Her hand relaxed in his, and she managed a smile that didn’t reach her eyes. “I’m damaged goods, Duke. You’re better off staying far away from me.”
There was no way in hell he was letting her talk about herself in that manner. “You’re a survivor, Audrey. And a damn good one, too. Not many folks could endure what you did and still come out willing to help others. You’ve been taking care of my grandparents when it should have been one of us.”
“You guys had places to go,” she argued. “Your careers took you away from home, but that didn’t stop you from coming back to help out when the need arose. Your grandparents are lucky to have such loving people in their corner.”
He wasn’t so sure they’d done everything they could, but this conversation wasn’t about him, so he guided it back on track. “When you came to live with us that summer, you didn’t say the bruises were from your parents.”
“That’s right,” she confirmed. “They did a number on my face.”
“How did you escape?”
“They locked me inside my room,” she said quietly. “I set the house on fire with matches I found, so they’d have to let me escape. That was after going two days without water and three without food. I was desperate.”
“And then what happened?” he asked.
“A favor was called in from one of Grandpa Lor’s old friends at the marshal’s office and I landed at the ranch to ‘stay with a friend’ until their trial.” Her voice took on a detached note. It was almost as though she had to distance herself from reality as far as possible in order to talk about it. He’d seen the same thing with other crime victims during his career.

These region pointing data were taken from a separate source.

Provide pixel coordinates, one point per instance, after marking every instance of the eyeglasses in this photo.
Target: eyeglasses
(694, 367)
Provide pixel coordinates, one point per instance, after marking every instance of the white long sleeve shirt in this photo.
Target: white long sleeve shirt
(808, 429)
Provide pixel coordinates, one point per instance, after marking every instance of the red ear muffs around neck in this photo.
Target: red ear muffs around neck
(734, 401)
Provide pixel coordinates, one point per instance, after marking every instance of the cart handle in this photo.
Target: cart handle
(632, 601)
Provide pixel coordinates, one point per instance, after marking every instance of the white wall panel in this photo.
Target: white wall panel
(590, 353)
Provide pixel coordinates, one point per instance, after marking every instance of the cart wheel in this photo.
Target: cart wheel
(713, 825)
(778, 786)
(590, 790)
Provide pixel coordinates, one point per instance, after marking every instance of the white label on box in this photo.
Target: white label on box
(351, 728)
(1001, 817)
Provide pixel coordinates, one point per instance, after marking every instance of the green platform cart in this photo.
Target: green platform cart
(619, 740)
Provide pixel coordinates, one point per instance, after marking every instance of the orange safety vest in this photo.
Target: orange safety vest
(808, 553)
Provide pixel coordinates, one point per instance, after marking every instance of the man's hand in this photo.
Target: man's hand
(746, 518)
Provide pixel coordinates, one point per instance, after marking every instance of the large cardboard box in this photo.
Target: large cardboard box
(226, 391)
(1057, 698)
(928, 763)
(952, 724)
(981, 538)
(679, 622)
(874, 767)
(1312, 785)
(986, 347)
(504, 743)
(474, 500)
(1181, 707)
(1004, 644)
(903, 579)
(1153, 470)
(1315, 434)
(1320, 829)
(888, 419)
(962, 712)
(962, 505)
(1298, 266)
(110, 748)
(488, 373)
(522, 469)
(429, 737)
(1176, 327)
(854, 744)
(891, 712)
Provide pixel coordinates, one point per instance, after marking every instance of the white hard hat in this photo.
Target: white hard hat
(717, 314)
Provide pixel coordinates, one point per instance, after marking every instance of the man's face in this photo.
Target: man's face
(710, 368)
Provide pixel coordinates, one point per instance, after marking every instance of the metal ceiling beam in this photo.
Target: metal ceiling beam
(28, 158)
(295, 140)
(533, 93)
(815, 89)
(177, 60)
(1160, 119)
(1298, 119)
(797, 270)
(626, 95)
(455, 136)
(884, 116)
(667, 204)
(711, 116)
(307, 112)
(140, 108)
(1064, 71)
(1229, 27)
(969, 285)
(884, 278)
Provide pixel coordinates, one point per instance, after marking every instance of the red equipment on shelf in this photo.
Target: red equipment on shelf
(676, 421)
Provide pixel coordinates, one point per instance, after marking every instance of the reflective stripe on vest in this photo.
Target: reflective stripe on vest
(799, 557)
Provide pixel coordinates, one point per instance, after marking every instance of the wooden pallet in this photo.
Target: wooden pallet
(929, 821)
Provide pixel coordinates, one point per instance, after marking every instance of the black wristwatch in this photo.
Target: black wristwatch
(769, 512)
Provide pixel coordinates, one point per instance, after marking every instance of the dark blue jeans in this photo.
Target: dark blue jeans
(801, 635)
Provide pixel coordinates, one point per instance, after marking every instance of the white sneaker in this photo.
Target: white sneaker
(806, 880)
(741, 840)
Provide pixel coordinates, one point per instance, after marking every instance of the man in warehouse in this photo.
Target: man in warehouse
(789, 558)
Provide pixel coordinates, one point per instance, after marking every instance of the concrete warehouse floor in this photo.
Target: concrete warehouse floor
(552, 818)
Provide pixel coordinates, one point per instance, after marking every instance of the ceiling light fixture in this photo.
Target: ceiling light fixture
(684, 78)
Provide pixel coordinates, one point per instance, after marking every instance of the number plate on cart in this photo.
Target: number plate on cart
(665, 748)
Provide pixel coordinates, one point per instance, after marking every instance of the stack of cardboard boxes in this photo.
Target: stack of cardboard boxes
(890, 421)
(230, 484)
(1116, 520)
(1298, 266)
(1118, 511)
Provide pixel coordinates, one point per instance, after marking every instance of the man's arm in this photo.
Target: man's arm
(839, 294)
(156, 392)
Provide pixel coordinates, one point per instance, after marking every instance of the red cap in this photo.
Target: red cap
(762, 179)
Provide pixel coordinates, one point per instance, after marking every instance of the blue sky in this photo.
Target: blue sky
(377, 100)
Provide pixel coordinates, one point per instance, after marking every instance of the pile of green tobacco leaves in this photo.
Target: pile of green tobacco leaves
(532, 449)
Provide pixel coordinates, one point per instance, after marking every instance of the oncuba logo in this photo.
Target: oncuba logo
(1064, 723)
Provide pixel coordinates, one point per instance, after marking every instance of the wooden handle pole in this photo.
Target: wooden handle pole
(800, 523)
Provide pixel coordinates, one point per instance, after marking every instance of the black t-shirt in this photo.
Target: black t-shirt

“And that’s how you ended up in Mesa Point with my grandparents.” One positive from this difficult to hear conversation was that Audrey was finally opening up to him and talking about something significant from her past. She usually redirected the conversation when he asked questions about what happened.
She nodded. “The thing is, when I acted in desperation back at home and set the place ablaze, I lost the ability to speak again.”
“But you spoke to me at the ranch,” he said.
“I know,” she admitted. “You were the first and only person who made me feel safe enough to speak, is the best I can figure. It was most likely having someone my age to talk to that did the trick.” She shrugged.
It was probably wrong of him to want to be special in her eyes. To want to be the reason she opened up at all and not just because they happened to be the same age and in the same place.
“It was easy to talk to you,” he admitted. “You were an old soul even back then. More mature than your age dictated.”
“Thank you, Duke. That means a lot coming from you.” She tapped her index finger on the armrest. “Your friendship has always meant the world to me.”
Duke didn’t argue her word choice, but they’d been a couple planning a future back then, not merely friends. Could they become friends moving forward? All he knew for certain was that he wanted her back in his life.
“I’ve decided to turn in my notice at work,” she said. “I’m moving out of Mesa Point, but I don’t want you to think it’s because of the perp. No one gets to take my power away again. It’s important for me to stand up for myself. You know?”
He nodded, trying not to give away the fact her news was the equivalent of a gut punch. “Standing up for yourself is important,” he said. “And I know you’ll do it the right way. You won’t go off half-cocked at the perp.”